Could Your Facebook Profile Get You a Mortgage?
Monday, April 6, 2015
Across the globe, there are an estimated 2.5 billion people who are “unbanked” or “underbanked.” This means that almost a third of the world’s population either doesn’t have a bank account or doesn’t have access to bank lenders or credit agencies. This makes it nearly impossible to buy a moped, invest in a business, or pay medical bills or tuition—and, ultimately, to rise out of poverty. Access to credit is as correlated to middle class status as perhaps any indicator.
Which is why microfinance, the banking practice of lending small amounts of money, has become an $81.5 billion industry. But as anyone who has watched the microfinance industry can tell you, it’s far from a perfect solution. Microloans come with high lending rates—on average 35%. One reason rates are so high is because it’s expensive for banks to evaluate lending candidates with thin a credit file or no file at all.

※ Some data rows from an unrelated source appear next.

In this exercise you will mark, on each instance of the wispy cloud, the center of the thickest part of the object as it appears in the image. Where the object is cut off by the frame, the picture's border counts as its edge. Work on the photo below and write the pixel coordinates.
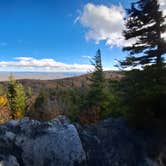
(106, 23)
(88, 57)
(32, 64)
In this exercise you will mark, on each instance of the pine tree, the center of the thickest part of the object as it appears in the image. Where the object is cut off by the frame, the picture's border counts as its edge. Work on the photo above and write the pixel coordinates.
(97, 80)
(16, 97)
(146, 23)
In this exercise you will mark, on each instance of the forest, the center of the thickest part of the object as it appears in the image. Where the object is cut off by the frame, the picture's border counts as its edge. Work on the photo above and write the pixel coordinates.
(137, 94)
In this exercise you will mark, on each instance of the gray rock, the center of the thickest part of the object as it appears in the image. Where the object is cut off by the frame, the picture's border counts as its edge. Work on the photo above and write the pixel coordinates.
(112, 143)
(8, 160)
(34, 143)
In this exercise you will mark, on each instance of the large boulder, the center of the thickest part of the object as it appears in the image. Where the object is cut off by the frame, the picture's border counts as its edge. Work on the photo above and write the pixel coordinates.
(112, 143)
(33, 143)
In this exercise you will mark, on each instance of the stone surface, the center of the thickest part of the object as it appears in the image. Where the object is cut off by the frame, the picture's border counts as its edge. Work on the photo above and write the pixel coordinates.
(42, 144)
(112, 143)
(59, 143)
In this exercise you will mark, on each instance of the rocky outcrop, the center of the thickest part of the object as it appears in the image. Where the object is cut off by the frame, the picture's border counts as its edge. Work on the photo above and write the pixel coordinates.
(32, 143)
(60, 143)
(112, 143)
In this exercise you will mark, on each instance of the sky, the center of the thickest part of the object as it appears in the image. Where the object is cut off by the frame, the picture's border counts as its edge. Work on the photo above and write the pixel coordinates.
(61, 35)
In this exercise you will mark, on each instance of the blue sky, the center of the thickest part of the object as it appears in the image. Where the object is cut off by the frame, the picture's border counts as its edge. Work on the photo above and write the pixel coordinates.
(52, 35)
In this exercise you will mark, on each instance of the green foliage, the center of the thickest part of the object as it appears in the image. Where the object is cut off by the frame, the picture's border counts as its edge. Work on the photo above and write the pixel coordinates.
(145, 23)
(16, 97)
(143, 96)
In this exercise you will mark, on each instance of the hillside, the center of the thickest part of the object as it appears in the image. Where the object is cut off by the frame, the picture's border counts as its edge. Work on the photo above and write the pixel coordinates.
(76, 81)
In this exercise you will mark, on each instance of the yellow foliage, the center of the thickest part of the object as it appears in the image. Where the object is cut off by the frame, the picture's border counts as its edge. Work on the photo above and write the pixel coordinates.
(3, 101)
(18, 114)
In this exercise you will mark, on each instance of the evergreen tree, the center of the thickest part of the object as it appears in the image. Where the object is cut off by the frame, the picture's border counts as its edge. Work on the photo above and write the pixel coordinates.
(146, 23)
(16, 97)
(97, 80)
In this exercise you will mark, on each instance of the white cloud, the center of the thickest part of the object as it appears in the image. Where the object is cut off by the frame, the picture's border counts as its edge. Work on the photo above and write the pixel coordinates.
(3, 44)
(88, 57)
(32, 64)
(104, 23)
(107, 23)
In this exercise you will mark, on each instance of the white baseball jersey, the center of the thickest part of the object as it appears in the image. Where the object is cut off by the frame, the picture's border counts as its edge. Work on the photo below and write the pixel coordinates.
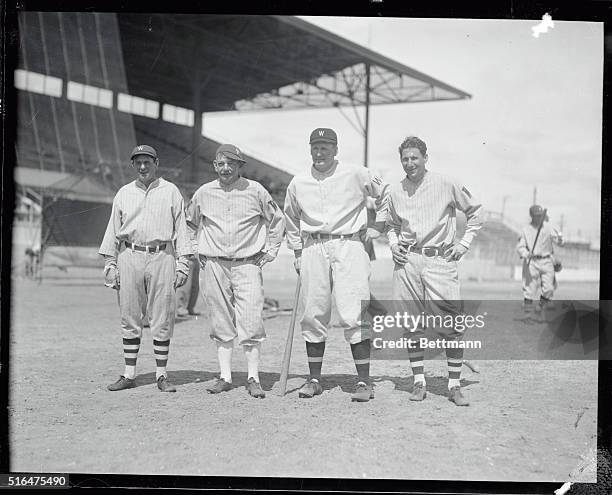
(333, 202)
(424, 213)
(237, 221)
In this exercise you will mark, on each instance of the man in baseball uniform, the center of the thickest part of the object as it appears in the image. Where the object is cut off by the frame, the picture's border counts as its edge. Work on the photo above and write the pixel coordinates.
(422, 233)
(240, 230)
(326, 217)
(141, 262)
(538, 263)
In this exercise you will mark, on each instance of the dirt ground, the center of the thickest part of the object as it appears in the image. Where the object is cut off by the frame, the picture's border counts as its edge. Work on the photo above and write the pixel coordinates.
(528, 420)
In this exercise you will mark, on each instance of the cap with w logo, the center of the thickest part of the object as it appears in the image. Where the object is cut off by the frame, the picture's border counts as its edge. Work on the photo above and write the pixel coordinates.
(323, 134)
(144, 149)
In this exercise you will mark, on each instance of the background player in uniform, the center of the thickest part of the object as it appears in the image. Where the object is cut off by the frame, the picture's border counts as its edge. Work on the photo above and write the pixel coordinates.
(241, 230)
(538, 263)
(422, 236)
(326, 224)
(147, 221)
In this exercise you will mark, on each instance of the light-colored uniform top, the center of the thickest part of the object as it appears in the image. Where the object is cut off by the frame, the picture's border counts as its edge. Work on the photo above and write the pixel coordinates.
(333, 202)
(235, 221)
(544, 246)
(147, 217)
(424, 213)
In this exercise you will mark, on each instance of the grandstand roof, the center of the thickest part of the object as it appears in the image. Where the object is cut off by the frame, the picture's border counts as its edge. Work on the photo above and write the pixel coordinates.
(65, 185)
(244, 62)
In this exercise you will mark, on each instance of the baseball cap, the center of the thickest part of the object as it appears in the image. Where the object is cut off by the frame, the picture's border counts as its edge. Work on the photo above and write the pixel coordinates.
(230, 151)
(323, 134)
(144, 149)
(536, 210)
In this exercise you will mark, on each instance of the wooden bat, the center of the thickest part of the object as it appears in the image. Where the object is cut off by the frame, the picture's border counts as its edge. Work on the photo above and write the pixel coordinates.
(289, 343)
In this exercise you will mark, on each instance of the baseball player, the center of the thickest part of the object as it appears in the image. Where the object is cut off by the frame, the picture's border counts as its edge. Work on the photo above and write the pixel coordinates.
(326, 218)
(422, 236)
(187, 294)
(141, 262)
(240, 230)
(538, 265)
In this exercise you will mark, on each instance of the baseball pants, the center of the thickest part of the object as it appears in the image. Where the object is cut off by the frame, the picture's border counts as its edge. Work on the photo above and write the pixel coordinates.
(147, 287)
(341, 266)
(428, 285)
(539, 275)
(234, 297)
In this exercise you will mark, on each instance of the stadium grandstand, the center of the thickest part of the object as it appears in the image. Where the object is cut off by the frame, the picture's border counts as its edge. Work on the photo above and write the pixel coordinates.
(92, 85)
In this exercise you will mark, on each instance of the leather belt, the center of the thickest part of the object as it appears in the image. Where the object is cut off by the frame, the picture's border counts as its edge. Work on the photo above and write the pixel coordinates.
(327, 237)
(427, 251)
(223, 258)
(148, 249)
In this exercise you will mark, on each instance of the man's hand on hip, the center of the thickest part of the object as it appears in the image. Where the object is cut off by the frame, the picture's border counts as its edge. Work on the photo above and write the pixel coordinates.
(297, 263)
(456, 252)
(263, 259)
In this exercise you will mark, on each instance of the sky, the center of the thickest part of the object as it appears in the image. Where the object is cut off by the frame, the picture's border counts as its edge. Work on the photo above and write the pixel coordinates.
(534, 119)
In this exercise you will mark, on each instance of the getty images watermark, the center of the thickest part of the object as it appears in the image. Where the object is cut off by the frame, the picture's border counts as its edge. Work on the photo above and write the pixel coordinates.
(449, 327)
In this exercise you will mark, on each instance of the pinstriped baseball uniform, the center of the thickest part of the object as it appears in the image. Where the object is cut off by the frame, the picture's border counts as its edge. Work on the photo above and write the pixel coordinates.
(147, 217)
(424, 214)
(333, 202)
(236, 221)
(540, 273)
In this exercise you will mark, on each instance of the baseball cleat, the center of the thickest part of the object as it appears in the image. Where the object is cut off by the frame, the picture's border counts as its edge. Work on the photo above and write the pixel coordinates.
(254, 389)
(419, 392)
(122, 384)
(455, 395)
(220, 386)
(164, 385)
(311, 388)
(363, 392)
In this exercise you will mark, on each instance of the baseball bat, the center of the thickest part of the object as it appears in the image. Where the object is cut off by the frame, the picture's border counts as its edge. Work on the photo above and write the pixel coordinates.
(538, 233)
(289, 343)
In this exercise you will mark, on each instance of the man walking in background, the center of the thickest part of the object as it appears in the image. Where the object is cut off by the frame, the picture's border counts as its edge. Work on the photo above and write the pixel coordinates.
(422, 237)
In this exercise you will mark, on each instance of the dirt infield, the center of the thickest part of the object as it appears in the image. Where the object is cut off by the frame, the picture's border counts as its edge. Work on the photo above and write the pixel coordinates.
(528, 420)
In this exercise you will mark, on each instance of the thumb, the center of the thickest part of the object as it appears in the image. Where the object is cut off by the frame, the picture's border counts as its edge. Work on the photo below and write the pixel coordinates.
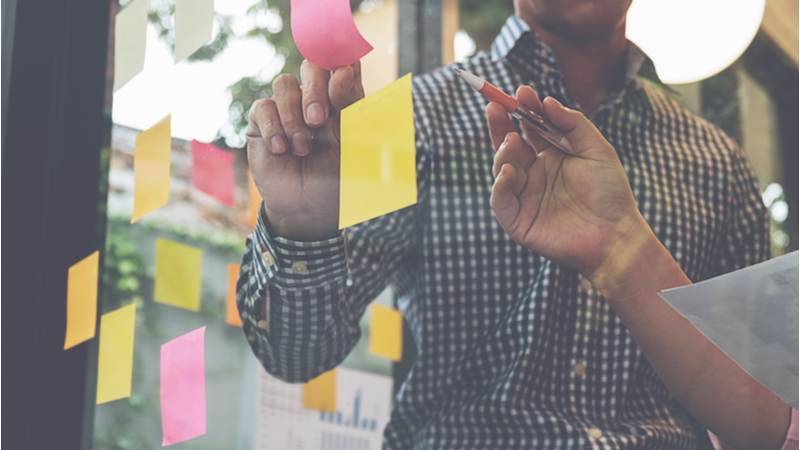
(581, 133)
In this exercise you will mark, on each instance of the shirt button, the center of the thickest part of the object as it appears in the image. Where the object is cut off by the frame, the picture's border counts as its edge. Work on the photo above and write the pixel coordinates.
(299, 267)
(267, 258)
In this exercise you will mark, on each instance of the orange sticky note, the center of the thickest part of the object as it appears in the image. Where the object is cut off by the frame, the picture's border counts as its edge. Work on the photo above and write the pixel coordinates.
(82, 300)
(151, 169)
(386, 332)
(378, 172)
(232, 317)
(320, 393)
(178, 278)
(115, 358)
(255, 200)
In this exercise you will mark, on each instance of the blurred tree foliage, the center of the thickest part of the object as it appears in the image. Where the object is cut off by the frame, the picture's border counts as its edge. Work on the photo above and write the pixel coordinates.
(480, 19)
(483, 20)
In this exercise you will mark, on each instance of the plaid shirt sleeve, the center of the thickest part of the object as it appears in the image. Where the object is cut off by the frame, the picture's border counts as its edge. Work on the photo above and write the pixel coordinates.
(300, 302)
(746, 240)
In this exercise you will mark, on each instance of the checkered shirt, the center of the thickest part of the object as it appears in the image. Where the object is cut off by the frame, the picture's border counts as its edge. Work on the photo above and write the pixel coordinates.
(515, 351)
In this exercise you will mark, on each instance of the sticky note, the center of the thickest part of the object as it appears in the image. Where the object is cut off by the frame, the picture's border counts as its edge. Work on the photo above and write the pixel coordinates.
(115, 358)
(378, 168)
(130, 40)
(212, 171)
(82, 300)
(151, 169)
(254, 200)
(386, 332)
(232, 316)
(319, 394)
(194, 20)
(183, 388)
(178, 279)
(325, 33)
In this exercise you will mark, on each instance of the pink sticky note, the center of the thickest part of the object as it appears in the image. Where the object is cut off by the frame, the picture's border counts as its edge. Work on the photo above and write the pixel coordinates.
(212, 171)
(325, 33)
(183, 388)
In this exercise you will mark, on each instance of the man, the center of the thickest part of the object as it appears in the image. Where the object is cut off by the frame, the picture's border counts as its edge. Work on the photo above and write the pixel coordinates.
(515, 351)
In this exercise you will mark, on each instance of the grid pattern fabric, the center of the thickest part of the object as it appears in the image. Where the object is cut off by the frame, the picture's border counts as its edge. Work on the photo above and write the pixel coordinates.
(514, 350)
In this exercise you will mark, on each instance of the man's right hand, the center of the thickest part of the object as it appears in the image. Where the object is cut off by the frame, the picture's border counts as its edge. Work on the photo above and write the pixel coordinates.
(293, 149)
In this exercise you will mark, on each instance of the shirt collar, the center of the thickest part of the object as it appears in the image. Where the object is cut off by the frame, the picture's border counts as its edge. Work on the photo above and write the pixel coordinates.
(639, 64)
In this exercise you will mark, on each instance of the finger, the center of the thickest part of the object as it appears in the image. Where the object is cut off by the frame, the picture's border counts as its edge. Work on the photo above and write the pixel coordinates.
(264, 127)
(345, 87)
(315, 93)
(503, 202)
(515, 152)
(528, 98)
(581, 133)
(288, 98)
(500, 123)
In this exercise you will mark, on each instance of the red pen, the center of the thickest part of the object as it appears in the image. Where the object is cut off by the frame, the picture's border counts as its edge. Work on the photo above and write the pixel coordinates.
(538, 123)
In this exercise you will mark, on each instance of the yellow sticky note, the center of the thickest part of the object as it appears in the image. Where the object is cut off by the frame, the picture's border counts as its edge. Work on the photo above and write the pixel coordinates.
(232, 317)
(255, 200)
(194, 20)
(115, 358)
(151, 169)
(319, 394)
(82, 300)
(178, 275)
(378, 168)
(130, 40)
(386, 332)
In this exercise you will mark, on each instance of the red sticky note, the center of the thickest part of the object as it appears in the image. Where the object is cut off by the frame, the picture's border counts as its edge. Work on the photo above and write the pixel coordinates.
(183, 388)
(325, 33)
(212, 171)
(232, 317)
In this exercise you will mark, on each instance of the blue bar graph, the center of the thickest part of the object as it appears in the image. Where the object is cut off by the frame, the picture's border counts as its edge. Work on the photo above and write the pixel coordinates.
(355, 421)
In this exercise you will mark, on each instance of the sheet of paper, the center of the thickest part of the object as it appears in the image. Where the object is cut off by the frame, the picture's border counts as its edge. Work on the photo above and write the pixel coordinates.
(178, 275)
(254, 200)
(386, 332)
(130, 40)
(212, 171)
(232, 312)
(82, 300)
(151, 169)
(282, 423)
(183, 387)
(752, 315)
(194, 20)
(378, 165)
(325, 33)
(115, 358)
(319, 394)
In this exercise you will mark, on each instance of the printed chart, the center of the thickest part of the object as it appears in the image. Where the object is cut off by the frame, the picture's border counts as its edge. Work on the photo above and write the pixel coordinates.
(363, 409)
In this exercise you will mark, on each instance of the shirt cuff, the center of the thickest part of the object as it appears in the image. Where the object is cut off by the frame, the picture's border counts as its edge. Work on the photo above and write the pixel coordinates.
(294, 265)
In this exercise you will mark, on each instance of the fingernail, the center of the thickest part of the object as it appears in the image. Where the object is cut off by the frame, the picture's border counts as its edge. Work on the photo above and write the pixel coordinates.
(315, 113)
(278, 145)
(348, 83)
(301, 144)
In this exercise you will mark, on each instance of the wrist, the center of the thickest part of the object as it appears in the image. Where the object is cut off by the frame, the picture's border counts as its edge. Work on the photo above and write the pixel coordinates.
(636, 265)
(306, 227)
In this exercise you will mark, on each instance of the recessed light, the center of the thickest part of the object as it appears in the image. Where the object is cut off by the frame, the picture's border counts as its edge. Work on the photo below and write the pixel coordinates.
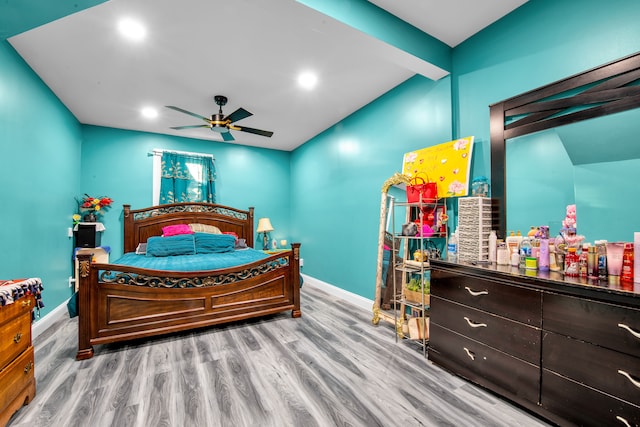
(132, 29)
(149, 112)
(307, 80)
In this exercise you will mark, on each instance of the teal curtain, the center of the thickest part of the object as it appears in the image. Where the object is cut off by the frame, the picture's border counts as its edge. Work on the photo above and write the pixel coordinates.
(187, 178)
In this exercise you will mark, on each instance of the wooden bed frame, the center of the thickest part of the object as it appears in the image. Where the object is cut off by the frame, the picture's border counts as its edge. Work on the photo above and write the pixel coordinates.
(130, 303)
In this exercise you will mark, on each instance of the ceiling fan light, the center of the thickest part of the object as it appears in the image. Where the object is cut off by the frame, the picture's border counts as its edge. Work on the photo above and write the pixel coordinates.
(219, 129)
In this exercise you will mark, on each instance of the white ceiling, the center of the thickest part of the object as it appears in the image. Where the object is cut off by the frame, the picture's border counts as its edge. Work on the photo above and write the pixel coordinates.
(248, 50)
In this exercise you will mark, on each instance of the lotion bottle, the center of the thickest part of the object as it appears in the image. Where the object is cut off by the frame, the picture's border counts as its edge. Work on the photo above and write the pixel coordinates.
(543, 254)
(493, 246)
(512, 243)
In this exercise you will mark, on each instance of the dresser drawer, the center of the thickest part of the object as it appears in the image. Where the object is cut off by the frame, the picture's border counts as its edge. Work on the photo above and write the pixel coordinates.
(484, 365)
(514, 338)
(15, 377)
(607, 325)
(513, 302)
(609, 371)
(15, 337)
(584, 406)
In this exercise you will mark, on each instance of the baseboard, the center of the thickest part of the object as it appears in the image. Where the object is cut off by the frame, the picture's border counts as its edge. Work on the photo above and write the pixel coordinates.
(350, 297)
(48, 320)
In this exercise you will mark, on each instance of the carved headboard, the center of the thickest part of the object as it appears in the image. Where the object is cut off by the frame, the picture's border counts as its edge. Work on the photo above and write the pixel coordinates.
(141, 224)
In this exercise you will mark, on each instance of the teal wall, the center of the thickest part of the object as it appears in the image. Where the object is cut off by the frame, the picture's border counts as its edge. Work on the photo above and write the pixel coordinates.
(541, 42)
(337, 179)
(117, 163)
(40, 144)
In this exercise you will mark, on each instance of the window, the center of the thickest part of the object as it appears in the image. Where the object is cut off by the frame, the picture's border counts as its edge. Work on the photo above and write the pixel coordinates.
(183, 177)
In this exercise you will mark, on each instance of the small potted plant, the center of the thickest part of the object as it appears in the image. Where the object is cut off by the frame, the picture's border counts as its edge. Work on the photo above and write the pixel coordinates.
(93, 207)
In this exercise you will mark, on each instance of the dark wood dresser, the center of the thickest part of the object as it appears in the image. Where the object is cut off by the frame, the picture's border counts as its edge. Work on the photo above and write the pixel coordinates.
(17, 381)
(568, 350)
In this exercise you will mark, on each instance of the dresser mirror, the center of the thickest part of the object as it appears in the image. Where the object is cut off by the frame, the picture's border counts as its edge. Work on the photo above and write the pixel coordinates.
(575, 141)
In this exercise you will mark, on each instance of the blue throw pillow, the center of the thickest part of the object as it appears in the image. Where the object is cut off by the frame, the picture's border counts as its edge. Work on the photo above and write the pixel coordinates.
(182, 244)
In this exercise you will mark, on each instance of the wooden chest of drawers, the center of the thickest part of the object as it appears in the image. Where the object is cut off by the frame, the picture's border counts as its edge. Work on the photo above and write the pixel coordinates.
(488, 332)
(16, 357)
(591, 361)
(567, 351)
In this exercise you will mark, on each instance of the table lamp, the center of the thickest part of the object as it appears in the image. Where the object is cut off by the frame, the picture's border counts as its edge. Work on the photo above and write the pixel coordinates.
(264, 226)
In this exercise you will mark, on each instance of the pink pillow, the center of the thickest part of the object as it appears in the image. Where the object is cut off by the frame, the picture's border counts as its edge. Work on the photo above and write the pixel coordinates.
(172, 230)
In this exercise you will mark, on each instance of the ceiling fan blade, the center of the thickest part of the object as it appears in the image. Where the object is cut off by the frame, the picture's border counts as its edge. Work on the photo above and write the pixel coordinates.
(187, 112)
(252, 130)
(239, 114)
(189, 127)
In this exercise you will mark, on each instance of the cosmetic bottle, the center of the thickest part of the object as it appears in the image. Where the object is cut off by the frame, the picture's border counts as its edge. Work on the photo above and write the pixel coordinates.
(502, 254)
(513, 242)
(493, 246)
(525, 252)
(602, 259)
(571, 261)
(627, 263)
(592, 262)
(543, 254)
(583, 263)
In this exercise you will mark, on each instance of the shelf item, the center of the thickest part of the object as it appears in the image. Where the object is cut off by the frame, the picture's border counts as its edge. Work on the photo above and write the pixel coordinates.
(411, 306)
(475, 222)
(88, 234)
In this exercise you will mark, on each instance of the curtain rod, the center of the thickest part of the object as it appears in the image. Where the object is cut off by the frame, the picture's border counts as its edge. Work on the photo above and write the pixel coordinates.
(159, 151)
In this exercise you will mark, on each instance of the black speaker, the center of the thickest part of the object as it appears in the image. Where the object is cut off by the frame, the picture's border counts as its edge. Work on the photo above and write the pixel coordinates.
(87, 237)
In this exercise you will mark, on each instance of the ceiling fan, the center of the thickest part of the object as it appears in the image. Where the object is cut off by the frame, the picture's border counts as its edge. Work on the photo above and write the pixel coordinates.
(221, 124)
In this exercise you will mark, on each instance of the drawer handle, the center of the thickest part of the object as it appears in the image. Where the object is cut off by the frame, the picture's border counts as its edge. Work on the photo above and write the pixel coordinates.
(476, 293)
(475, 324)
(631, 331)
(469, 353)
(623, 421)
(629, 377)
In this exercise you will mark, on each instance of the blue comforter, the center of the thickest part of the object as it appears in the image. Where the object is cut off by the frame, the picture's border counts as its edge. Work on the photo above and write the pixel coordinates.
(197, 262)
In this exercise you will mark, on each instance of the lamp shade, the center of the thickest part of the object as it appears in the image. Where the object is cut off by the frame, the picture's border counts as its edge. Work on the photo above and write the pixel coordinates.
(264, 225)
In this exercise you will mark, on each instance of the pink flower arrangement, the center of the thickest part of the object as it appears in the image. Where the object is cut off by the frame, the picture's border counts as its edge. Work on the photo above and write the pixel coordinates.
(95, 205)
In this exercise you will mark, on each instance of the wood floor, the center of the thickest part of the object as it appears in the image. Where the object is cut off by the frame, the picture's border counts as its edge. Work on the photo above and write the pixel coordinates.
(331, 367)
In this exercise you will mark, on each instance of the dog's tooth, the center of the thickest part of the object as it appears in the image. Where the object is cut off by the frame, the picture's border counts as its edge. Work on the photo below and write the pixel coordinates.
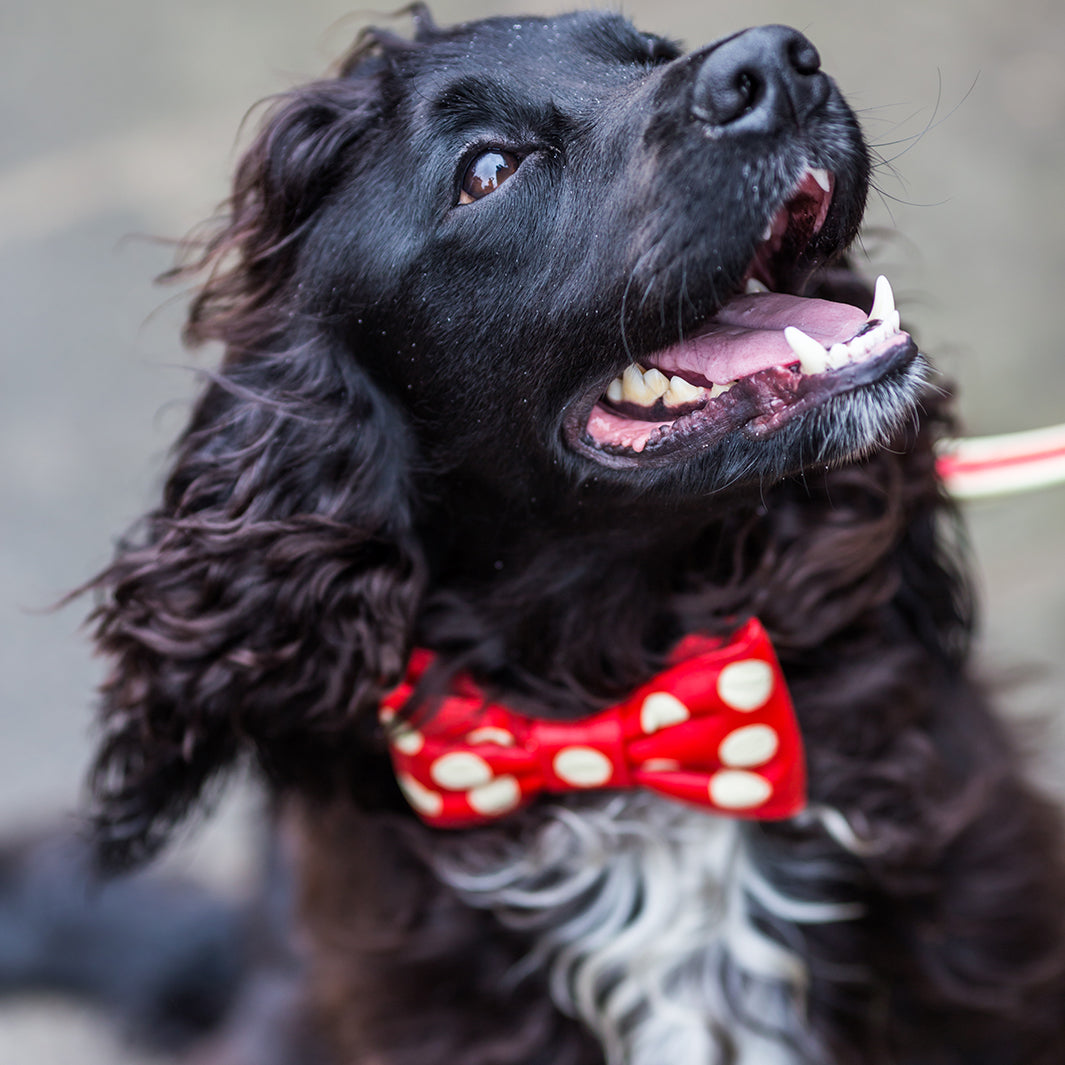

When I first began working with outsourced teams in the Philippines 10 years ago, my young and skilled staff often asked for loans. Although my employees and hundreds of thousands of other Philippine professionals earned middle-class wages, they lacked access to credit services that would allow them to invest in themselves and their families.
But while people may not have traditional assets, like houses or cars, they do have social assets in the form of friends and family connected by social networks and the Internet. My business partner and I saw the proliferation of smartphones and digital social networks as an opportunity—and in early 2011, we founded an online platform called Lenddo to turn this “connectedness” into proof of identity and creditworthiness. As of January 2015, we have hundreds of thousands members worldwide.
The idea that social networks can serve as underwriters relies on the theory that by understanding an individual’s community interactions, one can understand his or her trustworthiness. If this rings true, the next question becomes: How do you make vouchsafing digital? We designed an algorithm that would analyze a person’s social networking behavior—whom they connected with, how often, via what channels—and create a credit score that could predict a person’s repayment behavior. Applying these scores, we were able to screen out those likely to default and to connect trustworthy borrowers to the right amount of capital at the appropriate interest rate for their risk profile, through lending companies that, at first, we owned.